Viewing blocks, transactions, fees, mining activity, and other information is possible with a blockchain explorer, also known as a block explorer. With this plethora of data, you may check the validity of an NFT by looking at its history and trading activity.
Ways To Prevent NFT Scams
Never open files or URLs that seem dubious.
Never open attachments or links associated with your NFTs from people you don’t know or aren’t sure about. Phishing emails are a popular tool used by cybercriminals to trick people into giving over their digital wallet details.
Make reliable passwords
Making specific, secure passwords for your cryptocurrency wallet and other NFT accounts would be best. You should always think about certifying your passwords.
A text becomes certified when it substitutes unusual numbers or symbols for the traditional alphabetic letters. Passwords that have been certified are more challenging to guess or break. Certification can assist in defending you against NFT scams that use weak passwords to attempt to steal digital assets.
Make two-factor authentication available.
Scammers won’t be able to access your collectibles online if you use two-factor authentication on all of your NFT accounts. It isn’t easy to reproduce your identity using apps like Google Authenticator or biometric information from your smartphones, such as fingerprint and facial recognition.

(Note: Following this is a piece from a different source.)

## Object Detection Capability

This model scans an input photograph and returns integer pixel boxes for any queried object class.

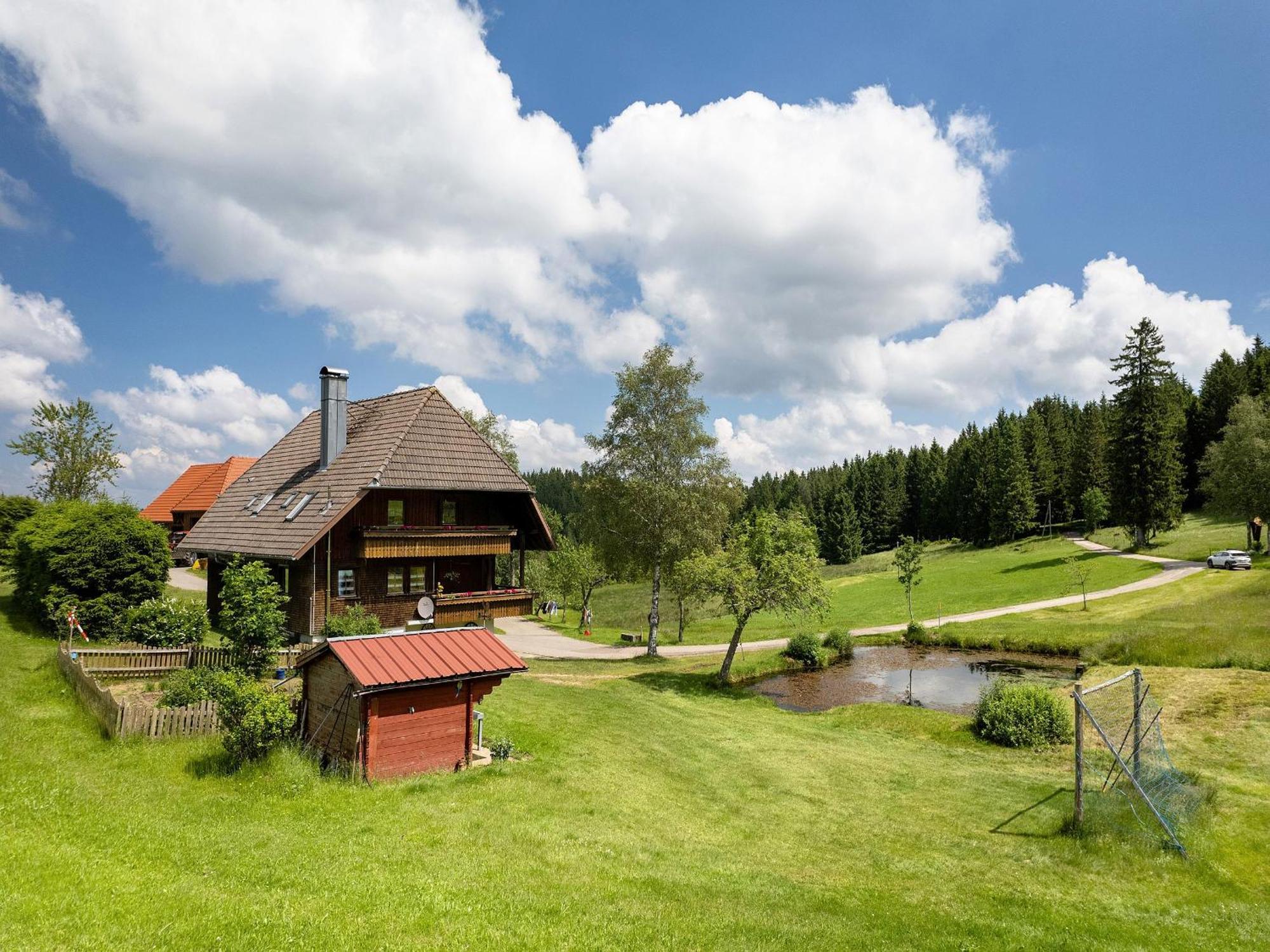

Never divulge your seed phrase or recovery.
As opined by experts at events such as the Internet 2.0 Conference, people should never divulge their seed or recovery phrases to anyone, just as conventional passwords. Doing this puts your wallet’s NFTs, cryptocurrencies, and other crypto assets at risk.
Constantly compare the NFT’s price.
Check the price of an NFT on a recognized trading site before making a purchase. If the price is significantly less than what is published on an official trading website, you should instantly doubt its genuine worth.
Verify NFT seller accounts.
Always check the legitimacy of the NFT seller’s account before making a purchase. Examine their social media and discord pages and look for the blue checkmark that certifies their identity.
Now that you are aware of some typical NFT scams, you should be able to defend yourself. Using caution is crucial when starting in the NFT industry. Never reveal your private keys or seed phrases, and stay away from untrusted NFT marketplaces and shady websites.
In the NFT space, many fundamental cybersecurity measures are applicable. That is why speakers at tech conferences in 2022 suggest that you’re keeping an eye out for cyber risks. Your NFTs and other digital assets should be secure if you use caution and safeguard yourself with the greatest cybersecurity software.